In order to establish histopathological criteria for the diagnosis of AA incognito, we evaluated retrospectively 92 specimens (46 horizontal and 46 vertical) of 46 patients diagnosed with AA incognito within 1 year. All specimens were assessed for 20 features, including hair counts and follicular ratios.

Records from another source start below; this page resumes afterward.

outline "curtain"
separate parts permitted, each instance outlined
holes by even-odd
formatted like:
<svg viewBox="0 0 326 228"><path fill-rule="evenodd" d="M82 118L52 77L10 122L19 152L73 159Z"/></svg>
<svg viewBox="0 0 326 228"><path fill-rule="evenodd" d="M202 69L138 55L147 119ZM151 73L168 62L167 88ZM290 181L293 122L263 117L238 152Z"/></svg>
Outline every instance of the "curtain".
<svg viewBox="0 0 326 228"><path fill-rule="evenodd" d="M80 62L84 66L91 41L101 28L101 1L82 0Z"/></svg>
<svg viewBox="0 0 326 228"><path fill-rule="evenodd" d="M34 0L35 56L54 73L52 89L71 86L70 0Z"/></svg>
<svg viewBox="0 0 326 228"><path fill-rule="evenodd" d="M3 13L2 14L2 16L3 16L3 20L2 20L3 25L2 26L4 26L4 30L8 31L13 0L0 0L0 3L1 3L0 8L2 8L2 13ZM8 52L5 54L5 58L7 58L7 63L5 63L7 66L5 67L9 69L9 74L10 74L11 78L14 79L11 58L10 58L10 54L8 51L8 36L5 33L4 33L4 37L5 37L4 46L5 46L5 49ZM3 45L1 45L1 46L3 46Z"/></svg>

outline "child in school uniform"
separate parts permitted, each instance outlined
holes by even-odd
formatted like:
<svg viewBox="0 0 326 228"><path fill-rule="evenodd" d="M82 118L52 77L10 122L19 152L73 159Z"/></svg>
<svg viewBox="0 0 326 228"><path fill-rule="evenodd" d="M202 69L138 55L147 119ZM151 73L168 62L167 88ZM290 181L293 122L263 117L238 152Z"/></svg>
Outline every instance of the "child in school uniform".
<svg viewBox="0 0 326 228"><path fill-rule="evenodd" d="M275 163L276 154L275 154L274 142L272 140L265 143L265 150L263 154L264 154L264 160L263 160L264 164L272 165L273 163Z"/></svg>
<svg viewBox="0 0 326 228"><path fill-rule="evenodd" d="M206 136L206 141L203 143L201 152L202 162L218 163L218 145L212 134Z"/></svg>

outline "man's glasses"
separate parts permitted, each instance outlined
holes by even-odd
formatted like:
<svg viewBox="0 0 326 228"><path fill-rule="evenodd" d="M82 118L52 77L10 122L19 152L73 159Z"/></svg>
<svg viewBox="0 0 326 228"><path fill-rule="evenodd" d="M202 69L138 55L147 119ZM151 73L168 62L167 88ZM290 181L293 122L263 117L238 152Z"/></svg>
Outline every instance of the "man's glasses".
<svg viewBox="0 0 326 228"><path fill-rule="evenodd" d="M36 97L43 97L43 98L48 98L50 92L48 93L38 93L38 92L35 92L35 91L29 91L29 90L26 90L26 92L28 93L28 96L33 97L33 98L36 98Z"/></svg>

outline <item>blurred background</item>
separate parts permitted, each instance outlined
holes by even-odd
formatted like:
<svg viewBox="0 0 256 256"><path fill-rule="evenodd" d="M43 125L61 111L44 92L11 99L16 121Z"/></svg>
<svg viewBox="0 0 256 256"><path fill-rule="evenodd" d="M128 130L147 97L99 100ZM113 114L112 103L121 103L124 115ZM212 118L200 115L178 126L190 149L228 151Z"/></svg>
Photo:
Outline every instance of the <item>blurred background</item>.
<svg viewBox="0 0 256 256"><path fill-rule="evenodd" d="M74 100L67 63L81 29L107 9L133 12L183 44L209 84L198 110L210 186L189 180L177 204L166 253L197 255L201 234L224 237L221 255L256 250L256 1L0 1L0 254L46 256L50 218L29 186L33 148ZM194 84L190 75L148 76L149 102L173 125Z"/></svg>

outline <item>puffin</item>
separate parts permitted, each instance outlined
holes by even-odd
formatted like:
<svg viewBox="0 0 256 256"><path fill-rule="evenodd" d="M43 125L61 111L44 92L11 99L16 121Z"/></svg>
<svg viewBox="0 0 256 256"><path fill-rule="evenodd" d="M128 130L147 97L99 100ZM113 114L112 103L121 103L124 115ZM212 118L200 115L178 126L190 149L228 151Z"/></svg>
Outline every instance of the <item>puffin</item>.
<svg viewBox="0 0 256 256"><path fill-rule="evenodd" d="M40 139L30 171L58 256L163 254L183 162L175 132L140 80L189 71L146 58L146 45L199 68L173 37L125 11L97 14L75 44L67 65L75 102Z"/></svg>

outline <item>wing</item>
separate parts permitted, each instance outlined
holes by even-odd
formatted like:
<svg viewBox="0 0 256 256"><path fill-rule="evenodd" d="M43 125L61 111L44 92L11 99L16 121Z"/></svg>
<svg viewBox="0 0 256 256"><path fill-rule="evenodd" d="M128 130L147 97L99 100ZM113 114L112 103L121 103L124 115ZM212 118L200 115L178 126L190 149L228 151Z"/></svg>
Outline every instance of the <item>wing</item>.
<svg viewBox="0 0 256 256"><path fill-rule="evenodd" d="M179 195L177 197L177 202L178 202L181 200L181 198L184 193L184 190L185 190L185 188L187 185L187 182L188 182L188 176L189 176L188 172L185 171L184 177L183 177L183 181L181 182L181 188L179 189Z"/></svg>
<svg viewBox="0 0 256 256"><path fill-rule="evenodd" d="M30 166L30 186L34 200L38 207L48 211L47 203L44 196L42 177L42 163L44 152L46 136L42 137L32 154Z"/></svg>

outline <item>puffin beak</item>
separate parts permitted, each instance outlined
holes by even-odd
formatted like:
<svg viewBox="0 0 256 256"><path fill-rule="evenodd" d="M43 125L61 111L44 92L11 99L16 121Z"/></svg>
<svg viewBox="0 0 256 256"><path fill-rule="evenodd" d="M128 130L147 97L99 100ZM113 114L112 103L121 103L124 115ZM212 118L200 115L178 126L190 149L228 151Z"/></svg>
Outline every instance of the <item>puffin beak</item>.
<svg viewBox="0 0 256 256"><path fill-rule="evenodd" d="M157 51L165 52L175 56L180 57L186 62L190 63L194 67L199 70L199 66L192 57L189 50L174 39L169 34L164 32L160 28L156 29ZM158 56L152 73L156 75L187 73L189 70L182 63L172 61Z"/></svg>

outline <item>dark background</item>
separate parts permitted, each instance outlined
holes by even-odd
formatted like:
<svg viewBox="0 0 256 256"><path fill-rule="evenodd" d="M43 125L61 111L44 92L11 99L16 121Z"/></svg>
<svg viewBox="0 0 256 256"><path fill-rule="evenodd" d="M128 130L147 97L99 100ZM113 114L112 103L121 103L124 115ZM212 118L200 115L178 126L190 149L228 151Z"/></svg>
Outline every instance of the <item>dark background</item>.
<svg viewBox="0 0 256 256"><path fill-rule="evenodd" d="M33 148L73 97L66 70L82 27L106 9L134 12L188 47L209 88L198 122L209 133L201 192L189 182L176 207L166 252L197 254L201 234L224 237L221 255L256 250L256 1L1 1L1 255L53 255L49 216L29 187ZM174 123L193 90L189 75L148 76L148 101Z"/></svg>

The numbers were compared with 46 control specimens, consisting of 21 cases of TE and 25 cases of androgenetic alopecia.

RESULTS:

The following main criteria are proposed: (a) preserved number of follicular units and decreased number of terminal follicles; (b) increased number of telogen structures (mean count of 37%) with presence of at least one telogen germinal unit or/and one small telogen follicle (c) decreased terminal:vellus ratio (mean ratio of 3.3 : 1) and (d) dilated infundibular openings.

CONCLUSION:

Two histopathologic clues for AA incognito include the presence of dilated infundibular openings and small basaloid aggregates of cells with round, irregular or polygonal shape, lack of hair shaft and no apoptosis in the outer root sheath, corresponding to small telogen follicles.